Some key points first: There is no "downtown" or "Central Business District", the city is actually 20 mini-districts that spiral outwards from approximately The Louvre. You won't notice walking from one to the other, the borders are sometimes physical barriers (e.g. water), and each one shouldn't be thought of in the same way Canadians' think of the GTA or Greater Vancouver Area, they all collectively make Paris as its known. Each arrondissment (as they are called) takes up some degree of responsibility for its citizens, managing public affairs such as garbage collection, street cleaning, park maintenance, language classes, immigration services, public pools...pretty much everything day-to-day. The larger affairs, like getting accepted through immigration, work permits or legal affairs are dealt with through the larger over-arching 'provincial' municipality, Ile de France. And for arguments sake I'll let you know those small towns surrounding the city border are no more suburban than inside the city: similar densities exist.
What is so different?
Text-book mixed uses in Paris 15th Arrd. |
Non-mixed uses like what exists in even the best Canadian neighborhoods, e.g. areas designated specifically for stores, others for industry, others for houses, others for town-houses, for high-rises, creates huge vacuums of space, areas that are unwalkable, uncomfortable or simply unlivable. I think of mid-rise, nice condominiums in Guelph's west end that have been vacant for years after completion: the planners pictures don't match the reality that someone wants to walk to work, school, groceries, and for play (kids=day, adults=night). After the developers' initial payments of installing suburban sidewalks, roads, and piping needs to be replaced, do you think the amount of people living on one suburban street can cover the cost? not even close. It is the people in the sustainable parts of town that need to foot the bill.

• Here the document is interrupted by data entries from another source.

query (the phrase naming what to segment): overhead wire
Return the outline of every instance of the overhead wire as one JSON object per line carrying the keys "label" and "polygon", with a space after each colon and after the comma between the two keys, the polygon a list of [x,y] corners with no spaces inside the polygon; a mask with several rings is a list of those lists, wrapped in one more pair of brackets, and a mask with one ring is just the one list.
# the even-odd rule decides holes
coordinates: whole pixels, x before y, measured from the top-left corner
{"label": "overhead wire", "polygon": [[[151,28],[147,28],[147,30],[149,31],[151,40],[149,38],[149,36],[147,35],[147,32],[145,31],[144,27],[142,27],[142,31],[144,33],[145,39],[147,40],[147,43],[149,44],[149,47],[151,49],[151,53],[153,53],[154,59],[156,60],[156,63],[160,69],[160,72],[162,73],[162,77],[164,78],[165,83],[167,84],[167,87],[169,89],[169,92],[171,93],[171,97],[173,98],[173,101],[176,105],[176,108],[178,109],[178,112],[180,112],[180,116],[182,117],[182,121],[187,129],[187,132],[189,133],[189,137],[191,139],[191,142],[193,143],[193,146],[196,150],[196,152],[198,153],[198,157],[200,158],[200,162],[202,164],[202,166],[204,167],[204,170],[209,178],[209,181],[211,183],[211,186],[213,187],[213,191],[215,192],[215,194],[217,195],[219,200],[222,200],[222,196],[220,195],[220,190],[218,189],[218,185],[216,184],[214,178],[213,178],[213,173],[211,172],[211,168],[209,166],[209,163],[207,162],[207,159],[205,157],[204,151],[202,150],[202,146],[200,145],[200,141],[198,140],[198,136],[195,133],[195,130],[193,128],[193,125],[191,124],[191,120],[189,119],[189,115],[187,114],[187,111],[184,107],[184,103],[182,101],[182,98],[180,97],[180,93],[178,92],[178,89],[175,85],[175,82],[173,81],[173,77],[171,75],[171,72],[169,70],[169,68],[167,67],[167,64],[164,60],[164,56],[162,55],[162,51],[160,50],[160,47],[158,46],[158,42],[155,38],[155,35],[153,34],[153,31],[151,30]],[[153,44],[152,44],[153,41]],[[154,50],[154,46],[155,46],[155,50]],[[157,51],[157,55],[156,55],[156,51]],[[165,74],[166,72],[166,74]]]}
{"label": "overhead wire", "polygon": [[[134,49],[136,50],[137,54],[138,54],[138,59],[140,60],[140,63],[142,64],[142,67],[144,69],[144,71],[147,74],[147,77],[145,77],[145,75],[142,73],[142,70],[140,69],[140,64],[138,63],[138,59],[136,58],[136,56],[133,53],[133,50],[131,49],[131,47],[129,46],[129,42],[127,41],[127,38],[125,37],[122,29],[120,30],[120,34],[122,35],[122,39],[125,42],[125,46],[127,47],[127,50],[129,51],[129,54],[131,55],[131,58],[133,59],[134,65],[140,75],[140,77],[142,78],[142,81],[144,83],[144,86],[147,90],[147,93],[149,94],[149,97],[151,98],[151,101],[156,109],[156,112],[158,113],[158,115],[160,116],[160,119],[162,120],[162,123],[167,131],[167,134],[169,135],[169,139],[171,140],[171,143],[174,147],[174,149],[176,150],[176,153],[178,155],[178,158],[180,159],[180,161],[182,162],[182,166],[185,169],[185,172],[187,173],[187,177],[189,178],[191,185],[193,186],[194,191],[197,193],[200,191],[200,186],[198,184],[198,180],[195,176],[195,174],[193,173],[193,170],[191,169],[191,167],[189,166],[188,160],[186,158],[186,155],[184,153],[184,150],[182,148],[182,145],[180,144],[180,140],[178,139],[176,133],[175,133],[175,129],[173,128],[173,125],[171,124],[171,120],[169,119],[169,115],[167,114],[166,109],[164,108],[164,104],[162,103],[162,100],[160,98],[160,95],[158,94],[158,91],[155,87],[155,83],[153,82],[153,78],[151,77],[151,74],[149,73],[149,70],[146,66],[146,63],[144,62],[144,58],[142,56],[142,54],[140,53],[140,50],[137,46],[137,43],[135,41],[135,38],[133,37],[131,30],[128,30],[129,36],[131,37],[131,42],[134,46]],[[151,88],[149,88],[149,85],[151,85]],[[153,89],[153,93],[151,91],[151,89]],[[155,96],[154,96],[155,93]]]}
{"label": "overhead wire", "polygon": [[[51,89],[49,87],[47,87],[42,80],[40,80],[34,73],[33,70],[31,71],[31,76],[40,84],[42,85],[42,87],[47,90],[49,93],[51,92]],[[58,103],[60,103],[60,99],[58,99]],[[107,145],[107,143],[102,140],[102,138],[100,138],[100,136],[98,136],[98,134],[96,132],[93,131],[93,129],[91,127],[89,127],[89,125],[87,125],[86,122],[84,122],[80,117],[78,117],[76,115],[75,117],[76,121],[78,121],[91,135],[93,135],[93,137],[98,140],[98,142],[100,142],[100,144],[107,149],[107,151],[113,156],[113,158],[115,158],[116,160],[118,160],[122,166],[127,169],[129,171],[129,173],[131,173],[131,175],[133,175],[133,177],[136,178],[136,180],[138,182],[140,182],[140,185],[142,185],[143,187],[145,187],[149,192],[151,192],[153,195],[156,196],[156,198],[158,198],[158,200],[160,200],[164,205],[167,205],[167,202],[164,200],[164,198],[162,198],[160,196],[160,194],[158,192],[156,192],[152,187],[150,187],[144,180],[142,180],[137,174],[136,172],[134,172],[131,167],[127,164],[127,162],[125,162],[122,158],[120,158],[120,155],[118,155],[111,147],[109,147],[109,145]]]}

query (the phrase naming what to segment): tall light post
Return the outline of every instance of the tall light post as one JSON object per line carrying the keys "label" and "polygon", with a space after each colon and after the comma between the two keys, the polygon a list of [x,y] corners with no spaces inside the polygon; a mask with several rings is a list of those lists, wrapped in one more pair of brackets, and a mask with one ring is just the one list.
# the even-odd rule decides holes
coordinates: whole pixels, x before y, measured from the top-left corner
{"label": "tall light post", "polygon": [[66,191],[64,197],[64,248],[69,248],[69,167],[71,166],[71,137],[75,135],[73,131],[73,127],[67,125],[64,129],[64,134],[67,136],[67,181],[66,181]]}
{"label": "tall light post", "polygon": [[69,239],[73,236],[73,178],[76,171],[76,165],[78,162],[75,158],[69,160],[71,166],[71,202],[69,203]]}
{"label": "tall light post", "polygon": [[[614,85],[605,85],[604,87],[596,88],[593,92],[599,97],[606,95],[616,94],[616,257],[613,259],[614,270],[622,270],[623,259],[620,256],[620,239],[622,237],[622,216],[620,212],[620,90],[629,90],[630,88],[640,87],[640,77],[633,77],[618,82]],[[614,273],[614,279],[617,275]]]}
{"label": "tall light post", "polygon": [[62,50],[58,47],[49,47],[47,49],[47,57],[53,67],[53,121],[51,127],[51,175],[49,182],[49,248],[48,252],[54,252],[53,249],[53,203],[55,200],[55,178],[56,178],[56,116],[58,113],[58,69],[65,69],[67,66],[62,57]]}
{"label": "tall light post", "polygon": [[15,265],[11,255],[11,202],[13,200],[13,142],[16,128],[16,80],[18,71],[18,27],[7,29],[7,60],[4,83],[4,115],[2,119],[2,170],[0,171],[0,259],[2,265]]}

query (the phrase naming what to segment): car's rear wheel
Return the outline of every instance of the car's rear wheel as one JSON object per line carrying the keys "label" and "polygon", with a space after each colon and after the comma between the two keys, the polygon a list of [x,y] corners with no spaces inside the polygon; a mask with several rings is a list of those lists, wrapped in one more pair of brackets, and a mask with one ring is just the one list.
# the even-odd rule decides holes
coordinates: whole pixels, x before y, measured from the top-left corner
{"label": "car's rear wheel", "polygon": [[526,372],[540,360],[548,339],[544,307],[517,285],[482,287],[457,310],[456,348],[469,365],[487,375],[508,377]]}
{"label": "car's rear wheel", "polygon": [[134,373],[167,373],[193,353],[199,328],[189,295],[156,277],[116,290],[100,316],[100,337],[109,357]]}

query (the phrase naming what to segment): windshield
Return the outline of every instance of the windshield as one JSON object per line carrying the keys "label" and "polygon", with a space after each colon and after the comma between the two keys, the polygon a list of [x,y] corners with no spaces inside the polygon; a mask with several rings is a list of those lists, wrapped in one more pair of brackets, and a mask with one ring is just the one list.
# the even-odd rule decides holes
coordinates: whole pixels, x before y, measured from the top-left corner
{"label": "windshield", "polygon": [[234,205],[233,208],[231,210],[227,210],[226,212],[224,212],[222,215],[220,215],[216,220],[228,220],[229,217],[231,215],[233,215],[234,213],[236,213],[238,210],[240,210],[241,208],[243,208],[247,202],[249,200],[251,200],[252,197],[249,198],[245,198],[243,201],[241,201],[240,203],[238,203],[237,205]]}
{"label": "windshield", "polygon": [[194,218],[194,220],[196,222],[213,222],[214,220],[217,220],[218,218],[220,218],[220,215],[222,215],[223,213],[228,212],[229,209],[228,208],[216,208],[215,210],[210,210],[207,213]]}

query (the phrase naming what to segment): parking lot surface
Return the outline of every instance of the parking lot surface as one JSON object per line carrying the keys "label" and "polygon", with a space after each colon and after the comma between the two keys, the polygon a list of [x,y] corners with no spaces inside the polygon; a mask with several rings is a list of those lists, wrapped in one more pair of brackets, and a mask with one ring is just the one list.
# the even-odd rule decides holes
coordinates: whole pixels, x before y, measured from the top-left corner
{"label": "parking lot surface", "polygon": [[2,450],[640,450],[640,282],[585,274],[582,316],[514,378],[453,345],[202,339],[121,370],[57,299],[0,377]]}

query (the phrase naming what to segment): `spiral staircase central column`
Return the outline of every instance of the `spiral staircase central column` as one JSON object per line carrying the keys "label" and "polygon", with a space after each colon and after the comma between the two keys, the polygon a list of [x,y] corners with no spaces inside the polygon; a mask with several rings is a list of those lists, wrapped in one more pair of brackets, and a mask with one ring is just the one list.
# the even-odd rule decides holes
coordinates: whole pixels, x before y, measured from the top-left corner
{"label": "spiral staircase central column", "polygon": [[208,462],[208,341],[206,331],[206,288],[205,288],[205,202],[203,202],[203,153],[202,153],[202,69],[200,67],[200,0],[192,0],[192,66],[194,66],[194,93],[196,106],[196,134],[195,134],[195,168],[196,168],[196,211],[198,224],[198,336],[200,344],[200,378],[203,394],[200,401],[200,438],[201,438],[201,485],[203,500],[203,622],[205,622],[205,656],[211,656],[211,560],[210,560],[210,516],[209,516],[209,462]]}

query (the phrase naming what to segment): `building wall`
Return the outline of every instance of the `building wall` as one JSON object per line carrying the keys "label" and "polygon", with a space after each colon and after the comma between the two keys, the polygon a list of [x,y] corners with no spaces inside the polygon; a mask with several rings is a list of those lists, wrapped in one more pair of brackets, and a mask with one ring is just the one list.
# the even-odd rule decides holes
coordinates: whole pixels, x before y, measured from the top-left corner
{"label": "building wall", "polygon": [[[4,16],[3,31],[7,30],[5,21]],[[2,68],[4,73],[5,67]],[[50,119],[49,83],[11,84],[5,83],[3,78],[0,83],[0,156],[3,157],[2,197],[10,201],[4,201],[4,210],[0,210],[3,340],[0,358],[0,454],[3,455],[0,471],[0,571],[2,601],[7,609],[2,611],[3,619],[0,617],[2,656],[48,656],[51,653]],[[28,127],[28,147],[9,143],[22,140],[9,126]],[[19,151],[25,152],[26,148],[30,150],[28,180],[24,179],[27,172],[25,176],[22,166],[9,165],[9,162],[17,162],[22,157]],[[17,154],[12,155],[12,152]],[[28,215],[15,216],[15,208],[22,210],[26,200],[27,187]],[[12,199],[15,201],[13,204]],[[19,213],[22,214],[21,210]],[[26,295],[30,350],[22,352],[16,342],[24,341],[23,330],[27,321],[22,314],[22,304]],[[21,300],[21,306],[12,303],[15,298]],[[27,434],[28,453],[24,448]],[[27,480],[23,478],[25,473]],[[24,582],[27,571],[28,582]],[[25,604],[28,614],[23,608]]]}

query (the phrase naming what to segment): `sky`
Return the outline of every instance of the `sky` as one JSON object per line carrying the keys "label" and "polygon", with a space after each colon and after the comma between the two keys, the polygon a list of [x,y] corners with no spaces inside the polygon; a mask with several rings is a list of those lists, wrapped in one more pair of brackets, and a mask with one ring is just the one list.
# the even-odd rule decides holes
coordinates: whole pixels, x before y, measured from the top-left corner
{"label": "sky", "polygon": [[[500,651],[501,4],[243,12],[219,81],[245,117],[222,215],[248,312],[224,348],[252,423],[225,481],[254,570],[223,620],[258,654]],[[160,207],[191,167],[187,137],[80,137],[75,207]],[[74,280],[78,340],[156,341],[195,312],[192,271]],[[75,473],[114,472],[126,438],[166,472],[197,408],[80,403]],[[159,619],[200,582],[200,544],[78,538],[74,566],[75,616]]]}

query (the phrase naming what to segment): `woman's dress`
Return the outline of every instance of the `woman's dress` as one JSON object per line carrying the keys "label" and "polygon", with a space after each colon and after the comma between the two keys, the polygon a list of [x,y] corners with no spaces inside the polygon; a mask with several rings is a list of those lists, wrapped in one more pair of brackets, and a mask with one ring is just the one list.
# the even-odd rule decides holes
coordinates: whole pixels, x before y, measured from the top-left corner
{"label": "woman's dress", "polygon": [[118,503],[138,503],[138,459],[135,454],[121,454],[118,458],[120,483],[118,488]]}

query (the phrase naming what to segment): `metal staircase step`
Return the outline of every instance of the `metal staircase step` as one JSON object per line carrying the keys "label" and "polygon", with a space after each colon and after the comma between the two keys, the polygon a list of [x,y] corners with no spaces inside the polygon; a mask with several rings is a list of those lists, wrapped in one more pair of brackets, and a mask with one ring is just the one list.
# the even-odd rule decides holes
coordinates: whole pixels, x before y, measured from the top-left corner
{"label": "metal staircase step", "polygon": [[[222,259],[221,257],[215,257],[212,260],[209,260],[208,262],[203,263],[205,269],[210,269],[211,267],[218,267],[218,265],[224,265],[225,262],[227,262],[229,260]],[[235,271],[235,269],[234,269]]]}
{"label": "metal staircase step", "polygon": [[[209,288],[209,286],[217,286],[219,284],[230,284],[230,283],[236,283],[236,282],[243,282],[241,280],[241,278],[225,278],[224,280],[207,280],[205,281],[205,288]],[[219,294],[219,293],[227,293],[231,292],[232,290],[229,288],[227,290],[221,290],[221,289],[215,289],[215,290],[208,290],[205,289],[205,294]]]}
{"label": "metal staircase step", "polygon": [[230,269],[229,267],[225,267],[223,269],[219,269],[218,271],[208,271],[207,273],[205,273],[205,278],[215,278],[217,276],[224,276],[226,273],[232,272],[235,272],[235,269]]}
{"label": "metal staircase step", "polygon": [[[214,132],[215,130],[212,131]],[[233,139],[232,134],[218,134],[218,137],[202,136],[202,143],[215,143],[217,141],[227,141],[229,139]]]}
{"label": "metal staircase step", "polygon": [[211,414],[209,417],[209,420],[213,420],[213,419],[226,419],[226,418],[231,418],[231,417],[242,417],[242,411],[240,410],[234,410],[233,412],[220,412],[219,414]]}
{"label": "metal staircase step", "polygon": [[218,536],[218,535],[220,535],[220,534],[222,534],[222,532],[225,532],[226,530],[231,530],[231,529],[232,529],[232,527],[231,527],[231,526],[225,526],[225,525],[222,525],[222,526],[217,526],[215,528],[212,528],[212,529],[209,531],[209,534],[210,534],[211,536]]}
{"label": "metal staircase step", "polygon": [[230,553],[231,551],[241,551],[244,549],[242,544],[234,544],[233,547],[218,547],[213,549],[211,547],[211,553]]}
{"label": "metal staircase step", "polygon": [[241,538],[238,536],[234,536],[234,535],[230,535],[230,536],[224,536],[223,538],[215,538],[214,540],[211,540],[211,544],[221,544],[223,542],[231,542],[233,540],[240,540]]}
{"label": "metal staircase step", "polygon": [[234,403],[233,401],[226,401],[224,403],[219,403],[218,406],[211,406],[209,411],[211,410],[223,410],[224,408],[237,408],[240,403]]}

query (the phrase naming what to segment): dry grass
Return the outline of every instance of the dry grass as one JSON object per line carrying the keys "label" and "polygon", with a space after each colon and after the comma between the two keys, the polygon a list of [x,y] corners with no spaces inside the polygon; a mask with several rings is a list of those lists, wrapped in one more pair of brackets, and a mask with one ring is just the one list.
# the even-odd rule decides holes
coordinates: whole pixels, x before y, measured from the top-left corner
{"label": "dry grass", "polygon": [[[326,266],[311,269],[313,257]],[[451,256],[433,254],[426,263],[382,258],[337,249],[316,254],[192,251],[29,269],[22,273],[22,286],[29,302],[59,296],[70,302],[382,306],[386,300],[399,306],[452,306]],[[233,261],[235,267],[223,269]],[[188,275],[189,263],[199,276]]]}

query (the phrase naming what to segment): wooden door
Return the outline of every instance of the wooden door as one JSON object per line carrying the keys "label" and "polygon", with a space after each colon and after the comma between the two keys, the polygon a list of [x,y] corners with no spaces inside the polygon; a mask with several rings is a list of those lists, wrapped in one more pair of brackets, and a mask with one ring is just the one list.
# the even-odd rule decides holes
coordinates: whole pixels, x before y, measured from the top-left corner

Solutions exist, can and are being implemented to help fill this vacuum of space, and to make our cities more economically feasible and enjoyable in general. To do this cities' must be thought of as compartments of areas where humans live, not compartments of numbers that require only one thing at one given time. We are not discreet in our movement, we are continuous, and our construction patterns should be reflective of this. Solutions can be thought of based upon those people in their district seeing how their ideal city would be: not the city in the imagination of a planner who was born, raised, and probably will die in a suburb.